Wenn der „Block West“ nun verkündet, dass Schweigen keine Option sei, wirkt er einer solchen Tabuisierung entgegen. Und er zeigt Haltung, indem er den Täter nicht durch Ignorieren stärkt, sondern die Opfer seiner Solidarität versichert. Bemerkenswert ist auch, dass die Fans, die sonst so häufig auf ihre eigenen Regeln und die Selbstverwaltung ihrer Räume pochen, klar aufzeigen, dass sie in diesem Fall an ihre Grenzen stoßen. Sie beschwören nicht die „Fanfamilie“, die das Problem schon irgendwie lösen werde, sondern vermitteln externe professionelle Hilfe für Opfer, wie sie die Männerberatung Wien und die Verbrechensopferhilfe Weißer Ring anbieten.
Die Aussendung der Rapid-Fans hat aber auch Schwächen.
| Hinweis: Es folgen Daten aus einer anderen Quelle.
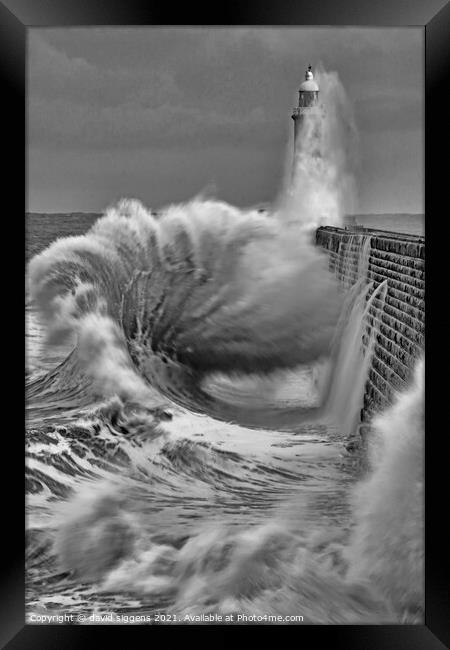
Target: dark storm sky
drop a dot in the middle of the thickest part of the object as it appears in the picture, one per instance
(161, 114)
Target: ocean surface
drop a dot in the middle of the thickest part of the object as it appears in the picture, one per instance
(179, 463)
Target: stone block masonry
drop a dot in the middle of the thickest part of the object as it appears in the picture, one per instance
(400, 259)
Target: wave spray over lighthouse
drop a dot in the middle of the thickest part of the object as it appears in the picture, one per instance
(190, 454)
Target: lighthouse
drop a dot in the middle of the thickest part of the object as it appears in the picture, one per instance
(308, 102)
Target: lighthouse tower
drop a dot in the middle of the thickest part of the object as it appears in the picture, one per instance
(308, 102)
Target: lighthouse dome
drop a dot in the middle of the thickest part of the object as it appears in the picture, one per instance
(309, 85)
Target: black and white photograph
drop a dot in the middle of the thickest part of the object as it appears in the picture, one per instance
(225, 325)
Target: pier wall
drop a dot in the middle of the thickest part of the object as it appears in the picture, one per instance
(399, 259)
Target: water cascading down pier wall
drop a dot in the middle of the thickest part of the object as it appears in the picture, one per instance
(400, 259)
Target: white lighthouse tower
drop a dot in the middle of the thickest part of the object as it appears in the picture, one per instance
(308, 102)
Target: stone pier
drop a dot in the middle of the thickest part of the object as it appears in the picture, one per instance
(400, 259)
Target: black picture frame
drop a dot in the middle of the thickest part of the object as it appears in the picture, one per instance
(16, 17)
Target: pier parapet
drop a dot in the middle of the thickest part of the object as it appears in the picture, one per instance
(400, 259)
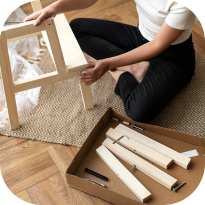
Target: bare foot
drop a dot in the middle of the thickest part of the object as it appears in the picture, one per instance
(138, 70)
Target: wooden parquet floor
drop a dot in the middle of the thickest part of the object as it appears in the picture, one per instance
(34, 171)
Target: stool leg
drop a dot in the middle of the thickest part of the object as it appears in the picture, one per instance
(8, 82)
(86, 94)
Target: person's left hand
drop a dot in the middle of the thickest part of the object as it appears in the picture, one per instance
(100, 67)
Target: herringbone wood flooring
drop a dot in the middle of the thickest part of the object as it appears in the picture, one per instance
(34, 171)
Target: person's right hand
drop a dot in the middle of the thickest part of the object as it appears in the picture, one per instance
(41, 15)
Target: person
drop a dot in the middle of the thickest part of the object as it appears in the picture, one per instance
(151, 62)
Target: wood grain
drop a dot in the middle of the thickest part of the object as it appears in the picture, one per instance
(16, 149)
(140, 148)
(119, 169)
(141, 164)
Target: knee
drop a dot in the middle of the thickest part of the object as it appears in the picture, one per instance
(76, 24)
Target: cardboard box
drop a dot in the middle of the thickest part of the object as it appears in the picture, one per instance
(117, 192)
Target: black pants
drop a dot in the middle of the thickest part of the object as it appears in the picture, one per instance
(168, 73)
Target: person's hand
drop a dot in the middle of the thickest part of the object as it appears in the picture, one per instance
(100, 67)
(41, 15)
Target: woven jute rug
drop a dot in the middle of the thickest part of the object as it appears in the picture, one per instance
(60, 116)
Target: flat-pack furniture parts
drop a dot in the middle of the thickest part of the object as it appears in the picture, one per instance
(65, 52)
(177, 157)
(141, 164)
(140, 149)
(137, 188)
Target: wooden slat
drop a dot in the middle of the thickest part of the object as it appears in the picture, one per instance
(141, 164)
(135, 186)
(36, 5)
(177, 157)
(42, 80)
(15, 32)
(55, 46)
(86, 95)
(8, 82)
(140, 149)
(73, 55)
(22, 37)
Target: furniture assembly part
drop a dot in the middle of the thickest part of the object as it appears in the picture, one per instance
(141, 164)
(42, 80)
(73, 56)
(8, 82)
(177, 157)
(72, 53)
(136, 187)
(140, 149)
(55, 46)
(21, 30)
(86, 95)
(65, 52)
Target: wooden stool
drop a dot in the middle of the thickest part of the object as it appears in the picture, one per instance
(65, 52)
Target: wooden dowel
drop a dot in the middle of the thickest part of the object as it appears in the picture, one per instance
(119, 169)
(141, 164)
(140, 149)
(177, 157)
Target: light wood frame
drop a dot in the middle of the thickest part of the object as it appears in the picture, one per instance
(140, 149)
(177, 157)
(141, 164)
(65, 52)
(122, 172)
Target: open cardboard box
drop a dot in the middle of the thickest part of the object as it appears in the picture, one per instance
(117, 192)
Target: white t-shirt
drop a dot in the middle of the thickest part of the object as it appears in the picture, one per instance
(153, 13)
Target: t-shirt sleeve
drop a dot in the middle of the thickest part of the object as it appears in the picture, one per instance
(180, 17)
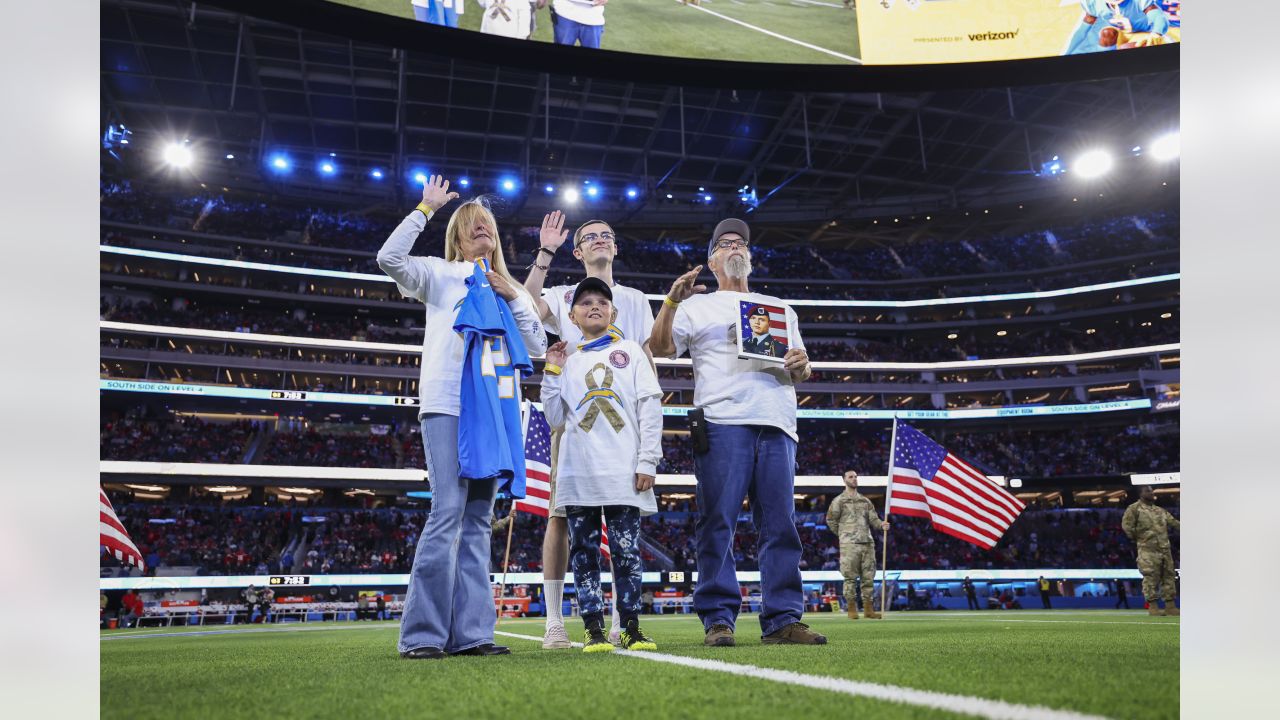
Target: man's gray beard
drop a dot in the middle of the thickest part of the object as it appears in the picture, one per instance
(737, 268)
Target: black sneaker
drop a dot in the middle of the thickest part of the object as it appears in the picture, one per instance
(720, 636)
(634, 638)
(595, 638)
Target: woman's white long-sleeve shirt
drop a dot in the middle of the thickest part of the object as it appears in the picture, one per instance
(440, 286)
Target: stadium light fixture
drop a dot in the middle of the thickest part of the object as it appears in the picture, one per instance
(1092, 164)
(177, 155)
(1168, 146)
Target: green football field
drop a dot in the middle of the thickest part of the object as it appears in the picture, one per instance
(990, 664)
(763, 31)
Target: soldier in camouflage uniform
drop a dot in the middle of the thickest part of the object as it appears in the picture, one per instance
(853, 518)
(1147, 525)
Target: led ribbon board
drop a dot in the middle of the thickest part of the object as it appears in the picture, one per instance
(803, 413)
(369, 277)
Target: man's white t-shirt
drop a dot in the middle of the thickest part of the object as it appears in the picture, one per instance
(580, 12)
(732, 391)
(598, 463)
(508, 18)
(635, 314)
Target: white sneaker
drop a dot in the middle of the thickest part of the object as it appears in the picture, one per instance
(556, 637)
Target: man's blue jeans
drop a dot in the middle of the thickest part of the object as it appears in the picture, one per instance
(568, 32)
(758, 463)
(449, 601)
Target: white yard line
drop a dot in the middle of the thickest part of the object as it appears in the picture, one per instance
(1036, 620)
(963, 705)
(289, 628)
(771, 33)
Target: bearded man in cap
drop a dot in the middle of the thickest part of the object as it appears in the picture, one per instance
(750, 418)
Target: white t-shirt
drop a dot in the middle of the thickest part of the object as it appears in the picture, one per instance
(508, 18)
(580, 12)
(635, 314)
(732, 391)
(440, 286)
(598, 464)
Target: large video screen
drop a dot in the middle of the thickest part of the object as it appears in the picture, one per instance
(874, 32)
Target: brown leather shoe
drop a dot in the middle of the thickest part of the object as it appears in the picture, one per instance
(720, 636)
(795, 633)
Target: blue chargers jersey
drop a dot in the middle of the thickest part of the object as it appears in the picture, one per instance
(490, 443)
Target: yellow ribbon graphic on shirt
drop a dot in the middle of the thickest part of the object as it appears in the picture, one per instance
(499, 8)
(599, 399)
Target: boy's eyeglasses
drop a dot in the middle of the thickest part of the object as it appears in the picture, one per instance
(593, 237)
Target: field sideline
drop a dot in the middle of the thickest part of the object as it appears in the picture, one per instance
(1032, 664)
(803, 31)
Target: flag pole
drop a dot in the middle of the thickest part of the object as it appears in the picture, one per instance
(506, 557)
(888, 500)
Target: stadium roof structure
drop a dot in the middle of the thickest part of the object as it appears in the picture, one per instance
(241, 87)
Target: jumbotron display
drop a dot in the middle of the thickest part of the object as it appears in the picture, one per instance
(872, 32)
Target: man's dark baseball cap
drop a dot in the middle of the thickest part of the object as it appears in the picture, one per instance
(592, 285)
(728, 224)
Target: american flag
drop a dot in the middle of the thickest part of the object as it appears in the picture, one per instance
(538, 472)
(926, 481)
(114, 537)
(777, 319)
(538, 463)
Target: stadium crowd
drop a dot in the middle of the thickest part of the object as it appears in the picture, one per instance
(822, 451)
(918, 258)
(138, 434)
(900, 347)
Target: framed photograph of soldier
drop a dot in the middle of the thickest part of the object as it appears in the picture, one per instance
(763, 332)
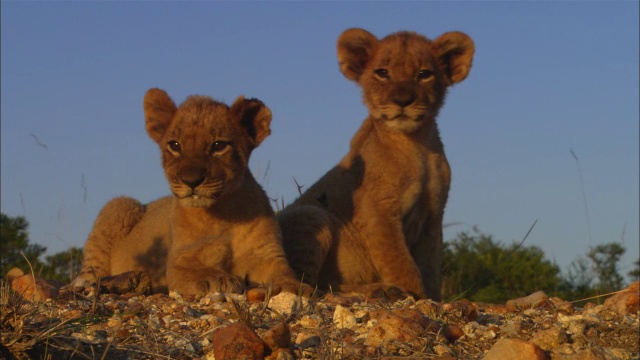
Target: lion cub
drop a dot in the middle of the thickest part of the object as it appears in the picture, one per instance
(374, 222)
(218, 231)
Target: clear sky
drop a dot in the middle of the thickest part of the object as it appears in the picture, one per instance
(548, 77)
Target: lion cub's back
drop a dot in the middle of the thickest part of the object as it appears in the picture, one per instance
(145, 248)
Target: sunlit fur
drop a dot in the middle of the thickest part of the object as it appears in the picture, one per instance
(218, 231)
(374, 222)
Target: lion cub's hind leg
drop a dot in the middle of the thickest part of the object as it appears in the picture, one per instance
(114, 222)
(307, 235)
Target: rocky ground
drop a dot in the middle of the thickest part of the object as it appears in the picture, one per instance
(120, 322)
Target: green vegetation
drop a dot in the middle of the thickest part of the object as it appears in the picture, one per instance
(16, 250)
(477, 267)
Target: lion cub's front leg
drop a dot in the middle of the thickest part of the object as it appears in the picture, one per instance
(199, 268)
(115, 221)
(390, 255)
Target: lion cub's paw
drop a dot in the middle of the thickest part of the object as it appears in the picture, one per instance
(299, 288)
(224, 283)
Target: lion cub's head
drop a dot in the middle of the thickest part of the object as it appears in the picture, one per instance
(404, 76)
(205, 144)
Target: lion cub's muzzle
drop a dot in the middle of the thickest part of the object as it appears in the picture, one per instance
(194, 187)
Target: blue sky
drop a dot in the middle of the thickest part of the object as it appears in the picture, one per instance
(548, 77)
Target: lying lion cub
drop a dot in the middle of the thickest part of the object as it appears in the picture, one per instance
(218, 230)
(374, 222)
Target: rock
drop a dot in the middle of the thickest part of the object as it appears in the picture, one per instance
(237, 341)
(511, 328)
(343, 318)
(278, 336)
(403, 325)
(625, 302)
(463, 308)
(550, 338)
(562, 306)
(280, 354)
(33, 288)
(130, 282)
(287, 303)
(14, 273)
(256, 294)
(595, 353)
(453, 333)
(514, 349)
(311, 321)
(306, 340)
(536, 299)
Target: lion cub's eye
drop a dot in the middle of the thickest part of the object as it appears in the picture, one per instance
(425, 74)
(381, 73)
(219, 146)
(174, 147)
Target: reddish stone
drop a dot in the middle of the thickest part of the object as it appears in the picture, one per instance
(625, 302)
(515, 349)
(237, 341)
(256, 294)
(130, 282)
(278, 336)
(453, 332)
(536, 299)
(34, 289)
(403, 325)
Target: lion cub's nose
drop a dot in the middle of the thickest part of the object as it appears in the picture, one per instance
(193, 178)
(403, 98)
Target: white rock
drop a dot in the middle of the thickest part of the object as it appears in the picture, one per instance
(343, 318)
(286, 303)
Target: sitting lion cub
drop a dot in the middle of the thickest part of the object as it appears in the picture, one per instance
(374, 222)
(218, 230)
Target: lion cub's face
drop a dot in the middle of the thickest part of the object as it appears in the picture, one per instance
(404, 76)
(205, 144)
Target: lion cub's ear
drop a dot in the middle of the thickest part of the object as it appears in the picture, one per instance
(455, 55)
(158, 112)
(355, 48)
(255, 118)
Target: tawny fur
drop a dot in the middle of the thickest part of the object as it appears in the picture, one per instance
(373, 223)
(217, 232)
Die Selbstreflexion über Machtstrukturen verliert durch den Verweis auf einen „kranken Einzeltäter“ an Schärfe. Und die Anmerkung über einen unbestätigten ähnlich gelagerten Fall in der Austria-Fanszene wirkt nicht wie eine seriöse Verallgemeinerung des Problems, sondern wie eine plumpe Immunisierungsstrategie gegen die Häme des Stadtrivalen.
Der genaue Wortlaut des Statements ist aber ohnehin nicht der Knackpunkt im Umgang mit dem Thema, es sind die künftigen Handlungen. Entscheidend ist, dass der „Block West“ seine Aussendung ernst nimmt und keine Angst vor der eigenen Courage bekommt. Indem er den Betroffenen seine Solidarität versprochen hat, zeigt er, wie stark der Zusammenhalt einer Gruppe sein kann, wie sie Betroffene sexualisierter Gewalt unterstützen kann und welchen Schutz sie jungen Frauen und Männern bieten kann, damit sie gar nicht erst Opfer werden. Das geht nur, wenn diese Gruppe klare Antworten auf die eingangs gestellten Fragen findet.